3.2. SWAT Model Applicability Evaluation

The simulation effect of the SWAT model needed to be evaluated after the parameters were determined and calibrated. For this study, four representative hydrological stations in the Zhangweinan Canal Basin were selected for runoff simulation, i.e., the Guantai, Yuncun, Linqing and Xinji stations. The runoff process period was from 2001 to 2004, and the calibration period was from 2001 to 2003, whereas the verification period was 2004 (Figure 5). Generally, the trends of runoff variation at the hydrological stations were basically the same. Most of the months matched well, although some matched relatively poorly. In particular, Xinji station, which was close to the estuary, had no flood peak because of river flow interruption. However, the flood peak appeared in the simulation results, indicating that human activities had a greater effect and changed the natural runoff dramatically.
The Nash-Sutcliffe efficiency coefficients (ENS) of Linqing station, Guantai station, Yuancun station and Xinji station in the calibration period were 0.73, 0.79, 0.71, and 0.75, respectively, whereas they were 0.66, 0.74, 0.61, and 0.63 in the verification period, respectively.

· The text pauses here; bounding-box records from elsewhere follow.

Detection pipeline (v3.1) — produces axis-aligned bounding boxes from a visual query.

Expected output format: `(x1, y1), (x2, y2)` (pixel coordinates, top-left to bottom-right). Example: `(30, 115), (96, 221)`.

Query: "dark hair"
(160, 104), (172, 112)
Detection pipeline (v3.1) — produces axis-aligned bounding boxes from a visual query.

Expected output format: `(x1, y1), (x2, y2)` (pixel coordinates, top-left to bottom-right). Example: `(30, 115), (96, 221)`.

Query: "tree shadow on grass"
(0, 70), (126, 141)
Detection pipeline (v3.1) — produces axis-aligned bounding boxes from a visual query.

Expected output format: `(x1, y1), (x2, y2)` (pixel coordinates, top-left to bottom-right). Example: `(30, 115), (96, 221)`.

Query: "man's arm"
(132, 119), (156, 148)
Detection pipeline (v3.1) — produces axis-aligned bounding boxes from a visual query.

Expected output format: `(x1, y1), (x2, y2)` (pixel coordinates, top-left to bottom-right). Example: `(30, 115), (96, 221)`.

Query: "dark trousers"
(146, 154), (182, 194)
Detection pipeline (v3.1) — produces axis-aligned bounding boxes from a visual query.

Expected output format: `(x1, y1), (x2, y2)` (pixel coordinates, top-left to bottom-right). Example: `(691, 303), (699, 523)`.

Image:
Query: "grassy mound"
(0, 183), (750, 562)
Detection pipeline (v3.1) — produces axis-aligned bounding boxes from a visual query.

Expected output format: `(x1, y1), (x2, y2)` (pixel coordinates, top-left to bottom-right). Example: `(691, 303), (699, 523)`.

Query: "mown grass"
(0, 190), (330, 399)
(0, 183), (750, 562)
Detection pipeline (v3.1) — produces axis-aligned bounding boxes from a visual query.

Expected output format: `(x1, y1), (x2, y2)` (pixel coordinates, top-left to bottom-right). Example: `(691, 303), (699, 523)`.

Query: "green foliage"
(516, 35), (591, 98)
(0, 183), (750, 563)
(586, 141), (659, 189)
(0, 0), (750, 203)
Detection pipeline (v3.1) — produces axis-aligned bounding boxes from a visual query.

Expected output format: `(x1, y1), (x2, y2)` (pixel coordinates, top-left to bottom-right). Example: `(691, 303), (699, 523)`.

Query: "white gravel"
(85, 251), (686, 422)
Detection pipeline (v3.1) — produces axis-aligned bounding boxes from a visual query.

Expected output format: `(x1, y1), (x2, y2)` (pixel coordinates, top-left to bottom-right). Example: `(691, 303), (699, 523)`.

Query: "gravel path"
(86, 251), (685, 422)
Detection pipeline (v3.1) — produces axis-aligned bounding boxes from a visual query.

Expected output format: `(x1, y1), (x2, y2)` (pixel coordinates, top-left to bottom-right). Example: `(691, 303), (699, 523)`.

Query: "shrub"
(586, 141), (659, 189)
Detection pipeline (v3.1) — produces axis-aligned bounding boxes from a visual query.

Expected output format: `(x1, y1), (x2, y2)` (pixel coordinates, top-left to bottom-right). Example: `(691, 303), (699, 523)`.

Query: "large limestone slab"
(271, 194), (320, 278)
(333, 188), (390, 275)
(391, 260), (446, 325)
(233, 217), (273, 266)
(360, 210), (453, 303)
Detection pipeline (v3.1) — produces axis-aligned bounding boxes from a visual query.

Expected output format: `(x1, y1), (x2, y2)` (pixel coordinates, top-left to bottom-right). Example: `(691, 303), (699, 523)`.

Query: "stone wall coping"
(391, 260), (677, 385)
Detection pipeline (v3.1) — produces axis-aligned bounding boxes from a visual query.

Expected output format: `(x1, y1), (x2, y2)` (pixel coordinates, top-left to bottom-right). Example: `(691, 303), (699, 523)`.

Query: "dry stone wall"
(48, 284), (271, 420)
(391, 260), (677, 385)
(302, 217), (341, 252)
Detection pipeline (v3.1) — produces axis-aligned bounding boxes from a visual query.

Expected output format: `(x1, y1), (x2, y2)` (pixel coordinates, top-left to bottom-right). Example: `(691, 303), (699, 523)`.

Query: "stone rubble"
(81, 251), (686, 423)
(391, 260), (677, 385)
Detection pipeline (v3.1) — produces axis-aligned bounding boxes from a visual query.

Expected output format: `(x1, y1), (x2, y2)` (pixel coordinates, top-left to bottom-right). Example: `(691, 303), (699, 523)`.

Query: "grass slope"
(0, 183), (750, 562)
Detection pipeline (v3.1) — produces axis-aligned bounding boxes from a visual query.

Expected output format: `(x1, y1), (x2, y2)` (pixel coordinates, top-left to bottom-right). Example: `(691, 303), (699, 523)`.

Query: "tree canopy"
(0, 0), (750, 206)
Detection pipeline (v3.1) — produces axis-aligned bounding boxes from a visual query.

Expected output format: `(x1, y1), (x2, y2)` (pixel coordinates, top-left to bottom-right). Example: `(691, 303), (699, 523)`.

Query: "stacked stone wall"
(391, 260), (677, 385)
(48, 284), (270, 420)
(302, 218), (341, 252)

The ENS values were greater than 0.7 in the calibration period, indicating that the simulation results were satisfactory, whereas the ENS values were relatively poor during the verification period. There may be two reasons for this result. One was that human activities were frequent, and the other was that urbanization development greatly disturbed the underlying surface. Taking the Guantai station as an example (Table 3), the decision coefficient between the observed and simulated monthly runoff during the calibration and verification period were both more than 0.7, and the multiyear average relative error was less than 30%, which indicated that the simulation results were good. In general, the runoff simulation results based on the SWAT model were acceptable. Furthermore, the model was capable of simulating the “naturalized” runoff process during the period of human disturbance.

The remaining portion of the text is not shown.